The freshman year of college can be a make it or break it moment for many. To give advice and insights on how to survive that tricky first year of college, Bill McGarvey, co-author of the book The Freshman Survival Guide, talked with College Talks & More hosts Hanna and Cari about doing just that. He co-authored the book with Nora Bradbury-Hale, and it helps freshmen get through the first critical year of college. Incoming college students will face the biggest challenge of their life when transitioning from high school to college.
This book isn’t just about paying for college or finding a job after college, but it really gets into the nitty gritty of the academics, relationships, and the social emotional aspects of your freshman year at college. Now let’s dive deeper into the book. Bill, can you please introduce yourself and tell us a little more about your professional and educational background?

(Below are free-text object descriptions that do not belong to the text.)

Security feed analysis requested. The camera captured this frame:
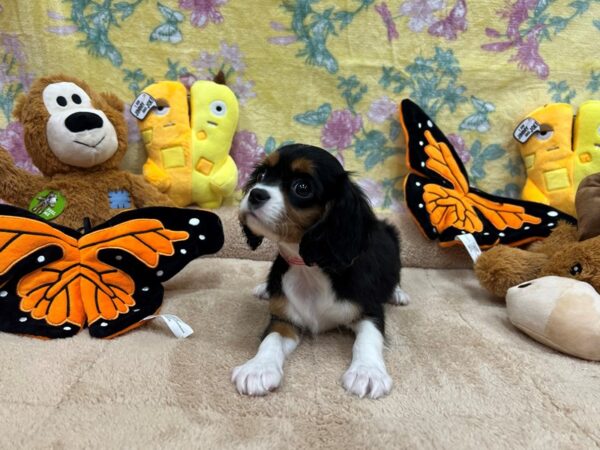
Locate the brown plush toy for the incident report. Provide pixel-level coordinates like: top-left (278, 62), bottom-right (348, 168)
top-left (0, 75), bottom-right (173, 228)
top-left (475, 173), bottom-right (600, 297)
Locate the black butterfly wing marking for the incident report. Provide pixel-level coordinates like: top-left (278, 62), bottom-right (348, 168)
top-left (89, 207), bottom-right (224, 338)
top-left (400, 99), bottom-right (469, 187)
top-left (401, 100), bottom-right (575, 247)
top-left (0, 205), bottom-right (85, 338)
top-left (404, 173), bottom-right (576, 248)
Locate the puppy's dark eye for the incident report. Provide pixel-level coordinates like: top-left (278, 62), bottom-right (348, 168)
top-left (292, 180), bottom-right (312, 198)
top-left (569, 263), bottom-right (583, 276)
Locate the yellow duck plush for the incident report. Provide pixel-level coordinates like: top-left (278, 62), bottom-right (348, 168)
top-left (515, 100), bottom-right (600, 216)
top-left (139, 76), bottom-right (239, 208)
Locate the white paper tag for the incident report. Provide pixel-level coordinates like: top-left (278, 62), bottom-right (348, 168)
top-left (456, 233), bottom-right (481, 262)
top-left (142, 314), bottom-right (194, 339)
top-left (513, 117), bottom-right (541, 144)
top-left (130, 92), bottom-right (158, 120)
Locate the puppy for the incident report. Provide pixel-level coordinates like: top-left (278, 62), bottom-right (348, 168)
top-left (232, 144), bottom-right (408, 398)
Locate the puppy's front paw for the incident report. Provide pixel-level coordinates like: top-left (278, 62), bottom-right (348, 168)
top-left (390, 286), bottom-right (410, 306)
top-left (231, 359), bottom-right (283, 395)
top-left (252, 283), bottom-right (270, 300)
top-left (342, 364), bottom-right (392, 399)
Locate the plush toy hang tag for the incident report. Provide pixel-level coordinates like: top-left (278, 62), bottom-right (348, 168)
top-left (130, 92), bottom-right (158, 120)
top-left (513, 117), bottom-right (541, 144)
top-left (142, 314), bottom-right (194, 339)
top-left (456, 233), bottom-right (481, 263)
top-left (29, 189), bottom-right (67, 220)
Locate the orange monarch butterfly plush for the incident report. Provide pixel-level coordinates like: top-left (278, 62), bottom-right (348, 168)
top-left (0, 205), bottom-right (223, 338)
top-left (400, 99), bottom-right (575, 248)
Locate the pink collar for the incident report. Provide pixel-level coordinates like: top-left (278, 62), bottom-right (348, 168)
top-left (279, 246), bottom-right (306, 266)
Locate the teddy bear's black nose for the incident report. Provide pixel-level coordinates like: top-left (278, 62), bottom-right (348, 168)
top-left (65, 111), bottom-right (104, 133)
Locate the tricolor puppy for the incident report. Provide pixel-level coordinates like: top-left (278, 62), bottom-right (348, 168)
top-left (232, 145), bottom-right (408, 398)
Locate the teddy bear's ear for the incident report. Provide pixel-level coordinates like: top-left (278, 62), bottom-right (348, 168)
top-left (13, 94), bottom-right (27, 121)
top-left (100, 92), bottom-right (125, 112)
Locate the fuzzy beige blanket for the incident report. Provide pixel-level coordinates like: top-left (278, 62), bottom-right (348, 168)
top-left (0, 211), bottom-right (600, 449)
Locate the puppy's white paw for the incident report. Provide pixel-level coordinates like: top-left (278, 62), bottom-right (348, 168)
top-left (252, 283), bottom-right (270, 300)
top-left (231, 358), bottom-right (283, 395)
top-left (342, 363), bottom-right (392, 399)
top-left (390, 286), bottom-right (410, 306)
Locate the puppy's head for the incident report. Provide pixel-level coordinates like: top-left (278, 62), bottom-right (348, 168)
top-left (240, 144), bottom-right (375, 270)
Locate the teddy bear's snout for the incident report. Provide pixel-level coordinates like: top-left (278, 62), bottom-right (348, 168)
top-left (65, 111), bottom-right (104, 133)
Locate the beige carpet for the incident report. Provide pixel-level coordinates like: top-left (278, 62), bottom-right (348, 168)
top-left (0, 253), bottom-right (600, 449)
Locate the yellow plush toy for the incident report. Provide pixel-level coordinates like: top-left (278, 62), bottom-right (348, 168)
top-left (514, 100), bottom-right (600, 215)
top-left (132, 76), bottom-right (239, 208)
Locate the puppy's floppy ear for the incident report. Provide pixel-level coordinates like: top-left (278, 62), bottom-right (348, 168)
top-left (300, 173), bottom-right (375, 271)
top-left (242, 225), bottom-right (263, 250)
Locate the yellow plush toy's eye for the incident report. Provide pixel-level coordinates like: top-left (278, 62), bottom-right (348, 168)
top-left (210, 100), bottom-right (227, 117)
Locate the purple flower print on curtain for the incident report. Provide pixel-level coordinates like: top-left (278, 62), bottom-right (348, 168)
top-left (179, 0), bottom-right (227, 28)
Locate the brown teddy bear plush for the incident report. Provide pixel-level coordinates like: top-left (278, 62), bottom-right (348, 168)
top-left (0, 75), bottom-right (173, 228)
top-left (475, 173), bottom-right (600, 297)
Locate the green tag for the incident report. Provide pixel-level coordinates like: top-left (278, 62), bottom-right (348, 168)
top-left (29, 189), bottom-right (67, 220)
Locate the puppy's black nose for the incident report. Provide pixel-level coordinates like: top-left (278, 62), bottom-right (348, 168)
top-left (248, 188), bottom-right (271, 208)
top-left (65, 111), bottom-right (104, 133)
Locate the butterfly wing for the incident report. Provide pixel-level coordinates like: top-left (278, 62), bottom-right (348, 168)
top-left (400, 100), bottom-right (575, 247)
top-left (81, 207), bottom-right (224, 338)
top-left (0, 205), bottom-right (85, 338)
top-left (404, 174), bottom-right (574, 248)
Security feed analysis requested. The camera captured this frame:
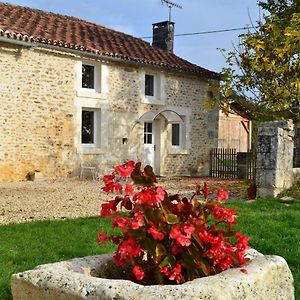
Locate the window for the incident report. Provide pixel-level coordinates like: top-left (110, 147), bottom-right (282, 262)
top-left (145, 74), bottom-right (154, 96)
top-left (141, 73), bottom-right (165, 105)
top-left (172, 116), bottom-right (186, 149)
top-left (81, 110), bottom-right (95, 145)
top-left (82, 64), bottom-right (95, 89)
top-left (81, 108), bottom-right (100, 148)
top-left (144, 123), bottom-right (152, 144)
top-left (172, 123), bottom-right (180, 147)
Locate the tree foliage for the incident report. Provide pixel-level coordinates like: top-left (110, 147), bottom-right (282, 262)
top-left (220, 0), bottom-right (300, 121)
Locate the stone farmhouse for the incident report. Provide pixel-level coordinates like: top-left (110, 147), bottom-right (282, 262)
top-left (0, 3), bottom-right (219, 180)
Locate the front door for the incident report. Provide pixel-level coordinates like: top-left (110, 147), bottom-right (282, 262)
top-left (144, 122), bottom-right (155, 168)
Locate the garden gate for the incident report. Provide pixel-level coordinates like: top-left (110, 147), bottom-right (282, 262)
top-left (210, 148), bottom-right (255, 179)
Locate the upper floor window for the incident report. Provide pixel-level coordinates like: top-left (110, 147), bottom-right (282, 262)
top-left (142, 73), bottom-right (165, 105)
top-left (76, 61), bottom-right (108, 99)
top-left (81, 64), bottom-right (96, 89)
top-left (145, 74), bottom-right (154, 96)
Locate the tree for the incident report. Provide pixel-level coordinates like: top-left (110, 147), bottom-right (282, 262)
top-left (220, 0), bottom-right (300, 122)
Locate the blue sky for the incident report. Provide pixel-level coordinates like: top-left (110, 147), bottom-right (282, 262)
top-left (7, 0), bottom-right (259, 71)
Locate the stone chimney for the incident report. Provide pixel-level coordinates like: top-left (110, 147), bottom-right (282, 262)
top-left (152, 21), bottom-right (175, 53)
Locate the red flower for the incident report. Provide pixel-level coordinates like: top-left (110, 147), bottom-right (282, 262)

I am originally a musician, songwriter, and performer. I’ve written many records over the past couple of years and made a number of short films with music. I’ve also been a writer for many years and an editor. I’ve been a columnist for America Magazine, and written and contributed to numerous outlets around the United States like NPR and BBC over in England. I write a lot on the intersection of culture and sometimes religion. I’m basically a writer and creator. I guess that’s the easiest way to say it. I went to Georgetown University
In The Freshman Survival Guide, you write a lot about friends. What kind of friends should you try to make in college?

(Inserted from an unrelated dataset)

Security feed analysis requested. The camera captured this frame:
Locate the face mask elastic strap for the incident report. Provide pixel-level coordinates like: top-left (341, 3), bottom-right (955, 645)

When we’re talking about friends, it’s really a lot of what we talk about in the book, which is it’s about helping the student understand how to become an authentic human being as they’re growing into young adulthood. It doesn’t tell you what a good friend is, except it says that a good friend is obviously somebody that is not destructive to you. It takes the best instincts the student has had so far and helps them dig into those a little more deeply so that they can discover for themselves what gives them life.
You’ve spent the first 18 years of your life in relationships with family and friends, you’ve made friends in your local community, and you arrive at college knowing what good friends are. Don’t feel like in the first week or first month of college, you’re going to make the same level of friends that you made over 18 years growing up. We advise folks, “Yes, of course you absolutely should be entering into new friendships and relationships, getting to know people. But also you want to take your time and to trust that these people you’re meeting might be wonderful, lifelong friends.” I think people are often thrown into the deep end of a new experience, and they try to make deep friends right away. They don’t realize that making deep friendships takes time, and they shouldn’t put all their heart out there on the line right away and expect it to work. That’s what I think we mean by good friends, making good friends.
A lot of students may find their life partner or get into some serious dating relationships in college. When it comes to dating relationships and sex in college, what is your advice?
Dating is about getting to know people, right? You might meet your future husband, wife, or life partner, whatever you choose. It takes really getting to know somebody on a deep level, and getting deep doesn’t happen quickly. It takes time. We advise people in the book to take your time and to also get to know yourself. Once you get to know yourself, you’re going to be better at picking somebody that you think really compliments who that self is. We have some great other voices, a good friend of mine at Boston college, Kerry Cronin, does a lot with dating on campus and has for years. She has been nationally recognized on television and newspapers throughout the country for her work at Boston College with students on dating on campus. One of her assignments is you have to ask somebody out on a date, and she really wanted people to take a step back and not just simply run into each other’s arms, into the deep physical energy. She wanted people to go on dates and to talk.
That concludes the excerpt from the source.